In its post-hearing brief, the Village implies that there are alternative forums in which to litigate these claims. The Jefferson court, noting the strong Wisconsin legislative policy favoring arbitration, adopted the federal presumption of arbitrability found in the Steelworkers' Trilogy. That presumption, coupled with the presumption of exclusivity of the grievance procedure (See, Mahnke v. Wisconsin Employment Relations Commission, 66 Wis. 2d. 524, 1975) urge that these discharge-related claims be addressed in this proceeding.

In its post-hearing brief, the Employer objects to an arbitral decision relative to matters which have "not been properly presented as evidence with opportunity for an opposing party to cross-examine a witness or contest the nature and amount." The parties were well aware of the scope of this dispute as they contemplated the format in which this case would be decided. Initially, dates were requested, and provided, for a hearing. These parties stipulated that a hearing was not necessary and that this dispute would be decided upon written submissions. They thereafter proceeded in that fashion. The Village is not now free to contend that the procedure to which it agreed pre-empts consideration of the Union's entire case.

I do not believe the grievant is entitled to further relief. The initial item in dispute was health insurance premium costs. By its March 17 post-hearing brief, the Union withdrew its claim in this area. In light of the withdrawal of the issue, there is nothing for me to decide. The second issue in dispute relates to lost overtime pay and earnings. The remedy portion of the original award is limited to "regularly-scheduled straight time wages lost . . ." This reflected a conscious decision to limit the remedy to straight-time wages, and to exclude potential overtime earnings. The grievant was reinstated. However, he was not without fault. The grievant's behavior appropriately subjected him to some level of discipline. The award acknowledges that. I believe that the overtime pay dispute between these parties has already been addressed by the remedy portion of the original Award. I would not modify that provision.

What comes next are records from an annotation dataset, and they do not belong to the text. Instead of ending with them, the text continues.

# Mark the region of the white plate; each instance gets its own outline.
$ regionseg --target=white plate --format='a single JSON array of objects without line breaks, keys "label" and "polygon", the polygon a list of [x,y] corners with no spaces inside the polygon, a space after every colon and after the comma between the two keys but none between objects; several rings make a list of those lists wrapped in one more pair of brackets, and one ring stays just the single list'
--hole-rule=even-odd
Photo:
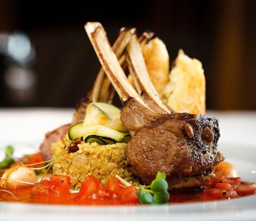
[{"label": "white plate", "polygon": [[[0,109],[0,149],[14,145],[16,156],[34,152],[45,133],[69,122],[71,109]],[[256,182],[255,112],[210,112],[220,121],[219,149],[243,180]],[[1,155],[1,154],[2,154]],[[0,159],[3,156],[0,150]],[[69,206],[0,203],[1,220],[256,220],[256,196],[230,201],[159,206]]]}]

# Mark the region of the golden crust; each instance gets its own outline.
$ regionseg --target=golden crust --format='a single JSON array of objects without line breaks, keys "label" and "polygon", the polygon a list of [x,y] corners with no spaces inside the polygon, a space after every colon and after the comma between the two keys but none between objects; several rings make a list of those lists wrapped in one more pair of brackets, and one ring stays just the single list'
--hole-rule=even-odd
[{"label": "golden crust", "polygon": [[182,49],[174,62],[163,99],[176,112],[205,113],[205,82],[202,63]]},{"label": "golden crust", "polygon": [[[142,46],[141,50],[150,79],[161,97],[168,82],[169,72],[169,55],[166,46],[162,40],[156,37]],[[130,75],[128,80],[134,87]]]},{"label": "golden crust", "polygon": [[168,83],[169,55],[165,43],[158,37],[143,45],[141,50],[150,79],[160,97]]}]

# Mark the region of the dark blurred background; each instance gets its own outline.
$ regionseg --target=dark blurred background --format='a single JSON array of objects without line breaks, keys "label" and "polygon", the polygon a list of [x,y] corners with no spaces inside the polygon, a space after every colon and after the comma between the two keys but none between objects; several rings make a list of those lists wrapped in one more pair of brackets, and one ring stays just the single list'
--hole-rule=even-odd
[{"label": "dark blurred background", "polygon": [[[205,70],[207,107],[256,109],[256,1],[0,1],[0,106],[74,107],[100,67],[84,29],[155,33]],[[116,100],[117,100],[116,98]]]}]

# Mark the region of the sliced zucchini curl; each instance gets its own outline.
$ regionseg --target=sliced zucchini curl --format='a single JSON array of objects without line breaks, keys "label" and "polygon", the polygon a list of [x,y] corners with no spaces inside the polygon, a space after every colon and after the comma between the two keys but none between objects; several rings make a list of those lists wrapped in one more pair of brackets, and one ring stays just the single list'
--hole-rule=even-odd
[{"label": "sliced zucchini curl", "polygon": [[120,120],[120,111],[106,103],[93,102],[87,106],[83,122],[72,126],[65,139],[81,139],[86,143],[100,145],[128,142],[130,139],[127,129]]}]

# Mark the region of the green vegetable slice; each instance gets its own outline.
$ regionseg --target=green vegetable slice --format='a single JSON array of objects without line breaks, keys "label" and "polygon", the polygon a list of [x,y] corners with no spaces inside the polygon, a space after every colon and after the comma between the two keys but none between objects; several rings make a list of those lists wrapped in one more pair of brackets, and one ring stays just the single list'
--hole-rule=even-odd
[{"label": "green vegetable slice", "polygon": [[97,135],[90,135],[85,138],[84,141],[86,143],[93,143],[97,142],[100,145],[106,145],[109,144],[105,141],[102,139],[99,136]]},{"label": "green vegetable slice", "polygon": [[72,140],[89,135],[96,135],[101,137],[113,139],[116,142],[119,142],[126,135],[113,129],[102,125],[95,125],[84,127],[83,122],[79,123],[72,126],[69,131],[70,140]]}]

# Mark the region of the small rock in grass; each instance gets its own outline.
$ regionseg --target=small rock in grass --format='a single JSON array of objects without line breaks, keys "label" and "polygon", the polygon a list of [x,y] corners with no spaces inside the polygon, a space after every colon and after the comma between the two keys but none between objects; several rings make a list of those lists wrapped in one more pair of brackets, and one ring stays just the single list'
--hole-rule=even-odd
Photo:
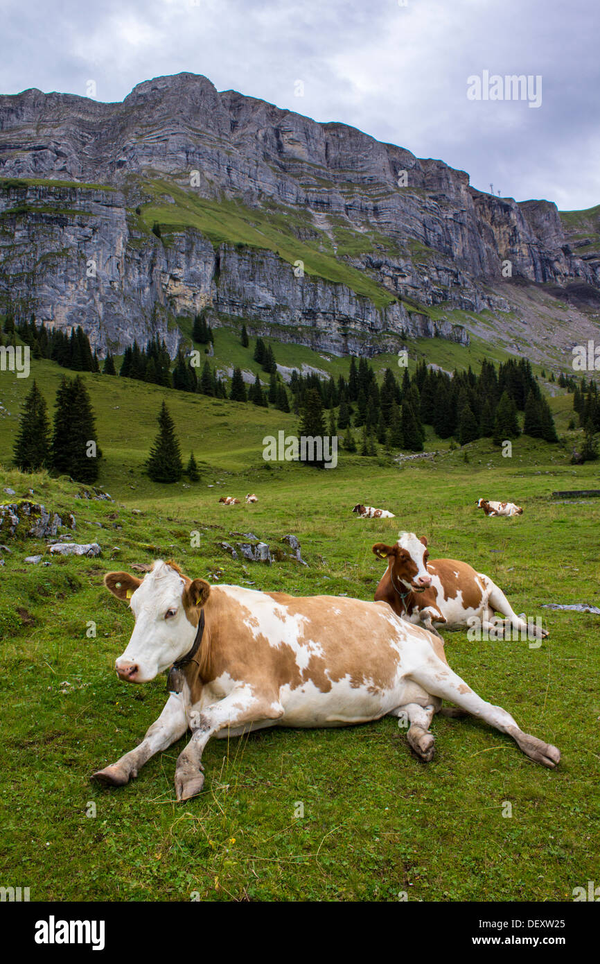
[{"label": "small rock in grass", "polygon": [[102,549],[97,543],[55,543],[50,546],[50,552],[60,555],[100,555]]}]

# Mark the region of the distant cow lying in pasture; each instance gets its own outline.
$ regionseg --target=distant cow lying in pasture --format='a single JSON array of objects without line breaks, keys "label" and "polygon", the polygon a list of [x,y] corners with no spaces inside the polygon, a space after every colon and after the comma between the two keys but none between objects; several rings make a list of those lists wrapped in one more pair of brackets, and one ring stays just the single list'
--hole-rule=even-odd
[{"label": "distant cow lying in pasture", "polygon": [[[387,559],[376,601],[388,602],[399,616],[436,635],[438,629],[469,629],[476,620],[483,629],[498,631],[508,623],[530,636],[543,639],[548,635],[517,616],[489,576],[457,559],[430,561],[427,547],[426,537],[418,539],[414,532],[403,532],[395,546],[377,543],[373,547],[378,559]],[[495,612],[506,620],[492,623]]]},{"label": "distant cow lying in pasture", "polygon": [[483,509],[486,516],[522,516],[523,509],[514,502],[490,502],[486,498],[478,498],[477,507]]},{"label": "distant cow lying in pasture", "polygon": [[178,800],[200,792],[211,736],[264,727],[348,726],[385,715],[404,726],[407,718],[410,746],[430,761],[429,727],[442,699],[509,734],[544,766],[561,759],[556,747],[474,693],[436,655],[439,641],[387,603],[210,586],[162,560],[143,579],[109,573],[104,582],[117,599],[130,600],[135,617],[115,663],[118,677],[147,683],[170,671],[162,713],[139,746],[93,774],[103,784],[127,784],[188,729],[193,737],[175,768]]},{"label": "distant cow lying in pasture", "polygon": [[396,516],[387,509],[374,509],[372,505],[361,505],[358,502],[352,512],[358,513],[361,519],[395,519]]}]

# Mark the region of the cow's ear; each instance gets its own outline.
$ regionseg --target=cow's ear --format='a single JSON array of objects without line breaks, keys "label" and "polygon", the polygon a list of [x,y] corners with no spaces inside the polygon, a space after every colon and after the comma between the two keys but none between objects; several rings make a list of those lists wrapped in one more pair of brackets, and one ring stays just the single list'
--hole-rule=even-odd
[{"label": "cow's ear", "polygon": [[376,543],[373,551],[378,559],[386,559],[388,555],[396,555],[396,546],[386,546],[385,543]]},{"label": "cow's ear", "polygon": [[203,606],[210,595],[210,586],[204,579],[194,579],[185,590],[185,602],[190,607]]},{"label": "cow's ear", "polygon": [[104,576],[104,585],[117,600],[131,599],[136,589],[142,585],[142,579],[138,579],[129,573],[107,573]]}]

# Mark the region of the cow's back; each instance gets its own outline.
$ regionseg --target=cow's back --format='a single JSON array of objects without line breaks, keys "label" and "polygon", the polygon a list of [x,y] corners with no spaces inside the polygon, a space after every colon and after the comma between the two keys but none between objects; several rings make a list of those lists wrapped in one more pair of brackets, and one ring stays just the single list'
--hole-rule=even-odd
[{"label": "cow's back", "polygon": [[284,708],[284,726],[384,715],[405,702],[404,677],[431,649],[432,637],[386,602],[214,586],[206,609],[205,683],[217,692],[241,681],[272,693]]}]

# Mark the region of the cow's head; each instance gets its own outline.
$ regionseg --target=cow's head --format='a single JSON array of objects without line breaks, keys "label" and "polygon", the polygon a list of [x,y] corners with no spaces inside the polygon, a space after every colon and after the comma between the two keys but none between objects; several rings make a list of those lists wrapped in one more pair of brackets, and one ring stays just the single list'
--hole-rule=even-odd
[{"label": "cow's head", "polygon": [[190,579],[174,563],[159,559],[143,579],[108,573],[104,584],[113,596],[129,602],[136,620],[127,649],[115,662],[121,680],[147,683],[190,652],[210,593],[208,582]]},{"label": "cow's head", "polygon": [[392,581],[398,590],[422,593],[431,585],[427,571],[430,553],[427,539],[417,539],[414,532],[402,532],[395,546],[377,543],[373,551],[379,559],[387,558]]}]

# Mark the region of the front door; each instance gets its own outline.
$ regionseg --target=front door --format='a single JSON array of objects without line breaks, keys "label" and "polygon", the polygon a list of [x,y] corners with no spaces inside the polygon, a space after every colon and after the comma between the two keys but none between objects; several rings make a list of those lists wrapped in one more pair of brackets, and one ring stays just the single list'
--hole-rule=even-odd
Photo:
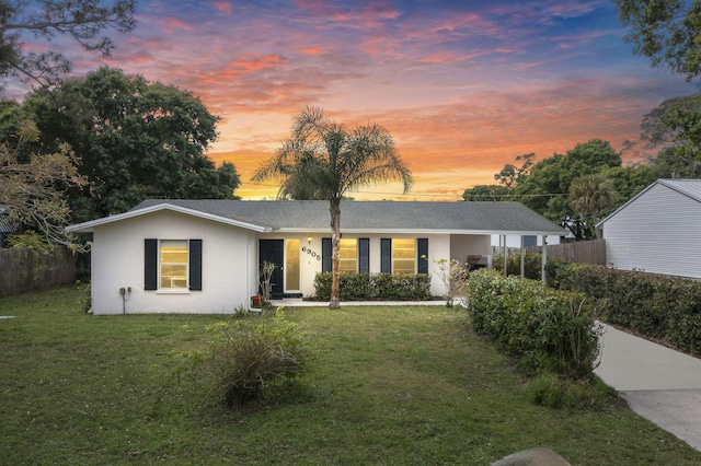
[{"label": "front door", "polygon": [[[273,288],[272,299],[279,300],[284,294],[283,283],[283,264],[285,264],[285,241],[284,240],[261,240],[258,244],[258,270],[263,266],[263,263],[275,264],[275,270],[271,278],[271,284]],[[258,283],[260,288],[260,283]]]}]

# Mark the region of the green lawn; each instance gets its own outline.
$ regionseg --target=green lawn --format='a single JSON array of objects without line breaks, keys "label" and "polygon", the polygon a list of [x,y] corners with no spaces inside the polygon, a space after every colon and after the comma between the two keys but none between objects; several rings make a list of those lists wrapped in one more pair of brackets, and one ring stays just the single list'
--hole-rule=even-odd
[{"label": "green lawn", "polygon": [[[92,316],[72,287],[0,299],[0,463],[698,465],[622,403],[531,405],[526,380],[443,306],[298,308],[314,370],[279,406],[222,415],[173,375],[222,316]],[[252,316],[251,318],[261,318]],[[263,317],[266,318],[266,317]]]}]

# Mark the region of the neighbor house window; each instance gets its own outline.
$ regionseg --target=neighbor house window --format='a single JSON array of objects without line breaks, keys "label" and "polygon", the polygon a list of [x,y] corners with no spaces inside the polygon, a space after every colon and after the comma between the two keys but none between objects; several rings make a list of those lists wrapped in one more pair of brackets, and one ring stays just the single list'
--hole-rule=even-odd
[{"label": "neighbor house window", "polygon": [[342,272],[358,271],[358,241],[356,238],[341,238],[338,270]]},{"label": "neighbor house window", "polygon": [[143,240],[143,289],[202,290],[202,240]]},{"label": "neighbor house window", "polygon": [[416,240],[392,240],[392,272],[416,273]]},{"label": "neighbor house window", "polygon": [[161,290],[187,289],[187,240],[161,240],[159,245],[159,277]]}]

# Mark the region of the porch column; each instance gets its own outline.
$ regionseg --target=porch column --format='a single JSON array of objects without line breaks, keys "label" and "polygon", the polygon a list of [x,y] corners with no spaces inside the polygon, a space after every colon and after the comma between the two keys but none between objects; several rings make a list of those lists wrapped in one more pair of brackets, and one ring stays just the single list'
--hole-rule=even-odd
[{"label": "porch column", "polygon": [[506,256],[508,255],[508,249],[506,248],[506,235],[503,235],[504,238],[504,277],[508,277],[508,270],[506,270]]},{"label": "porch column", "polygon": [[543,284],[548,282],[548,280],[545,279],[545,264],[548,263],[548,236],[543,235],[543,254],[542,254],[542,264],[540,265],[540,275],[541,275],[541,279]]},{"label": "porch column", "polygon": [[524,235],[521,235],[521,279],[526,277],[525,255],[526,251],[524,249]]}]

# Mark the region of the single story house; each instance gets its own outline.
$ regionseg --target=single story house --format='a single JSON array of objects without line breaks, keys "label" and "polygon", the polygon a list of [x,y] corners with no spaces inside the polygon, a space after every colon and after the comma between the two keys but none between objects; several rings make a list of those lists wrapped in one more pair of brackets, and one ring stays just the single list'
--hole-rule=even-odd
[{"label": "single story house", "polygon": [[[276,265],[273,299],[314,294],[331,270],[327,201],[146,200],[68,228],[90,232],[94,314],[232,313]],[[485,257],[492,234],[564,235],[519,202],[343,201],[341,270],[432,273],[434,259]]]},{"label": "single story house", "polygon": [[701,179],[657,179],[597,228],[614,268],[701,279]]}]

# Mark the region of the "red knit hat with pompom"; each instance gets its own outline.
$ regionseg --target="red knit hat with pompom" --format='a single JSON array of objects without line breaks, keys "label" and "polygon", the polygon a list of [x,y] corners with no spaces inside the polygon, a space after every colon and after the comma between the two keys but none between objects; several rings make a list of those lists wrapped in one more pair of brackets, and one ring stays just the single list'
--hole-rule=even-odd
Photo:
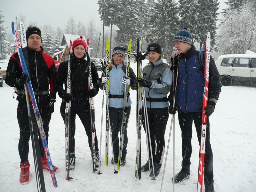
[{"label": "red knit hat with pompom", "polygon": [[72,50],[74,50],[74,48],[78,45],[82,45],[84,47],[84,49],[86,50],[86,43],[85,41],[83,39],[83,36],[80,36],[80,38],[77,38],[73,42],[72,45]]}]

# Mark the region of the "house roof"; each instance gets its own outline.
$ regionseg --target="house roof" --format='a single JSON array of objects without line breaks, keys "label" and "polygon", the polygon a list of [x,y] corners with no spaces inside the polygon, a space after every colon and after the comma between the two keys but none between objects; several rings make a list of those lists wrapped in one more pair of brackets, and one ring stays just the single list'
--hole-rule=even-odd
[{"label": "house roof", "polygon": [[[80,35],[70,35],[70,34],[64,34],[63,35],[63,37],[62,38],[62,41],[61,41],[61,46],[65,45],[66,44],[69,47],[69,41],[70,40],[73,42],[75,40],[79,38],[80,37]],[[86,41],[86,39],[84,36],[83,36],[83,38],[84,39],[85,41]]]}]

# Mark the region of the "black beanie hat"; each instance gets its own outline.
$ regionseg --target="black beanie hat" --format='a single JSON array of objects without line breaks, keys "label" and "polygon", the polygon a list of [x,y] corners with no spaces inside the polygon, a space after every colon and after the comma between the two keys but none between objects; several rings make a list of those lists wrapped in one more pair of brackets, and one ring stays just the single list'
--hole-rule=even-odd
[{"label": "black beanie hat", "polygon": [[146,49],[148,52],[150,51],[154,51],[160,54],[162,53],[161,46],[158,43],[152,43],[150,44],[148,46]]},{"label": "black beanie hat", "polygon": [[41,31],[38,28],[33,28],[28,29],[26,31],[26,38],[27,39],[27,41],[28,42],[28,40],[29,36],[33,34],[36,34],[38,35],[41,38],[41,41],[42,41],[42,37],[41,36]]}]

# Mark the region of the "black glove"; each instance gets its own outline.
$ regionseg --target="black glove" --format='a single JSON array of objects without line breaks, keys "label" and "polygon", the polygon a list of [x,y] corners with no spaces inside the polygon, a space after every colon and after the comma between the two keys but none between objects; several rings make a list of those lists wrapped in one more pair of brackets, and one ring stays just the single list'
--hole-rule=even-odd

I believe that the penalty and taxes attendant to an early withdrawal from the Wisconsin Retirement Fund are too remote from the provisions of the collective bargaining agreement to be considered automatic components of make-whole relief. The Employer is right when it argues that the act of withdrawing funds from the retirement account was a discretionary act. The Employer is also right when it argues that there is no factual record which supports the inevitability, and necessity of such a withdrawal.

I am asked to find that the emptying of a retirement account is the inevitable consequence of the discharge. I am unwilling to so find. The grievant was under an obligation to mitigate his losses. The record is silent on this matter, and I am not prepared to create hard and fast rules without a factual underpinning.

Similarly, the fact that the grievant missed car loan payments, and incurred interest, is too removed from the components of his contractual compensation package to be automatically included as a portion of the remedy in this proceeding.

I do not believe there is a basis in this record to order further relief.

Dated at Madison, Wisconsin, this 12th day of August, 1997.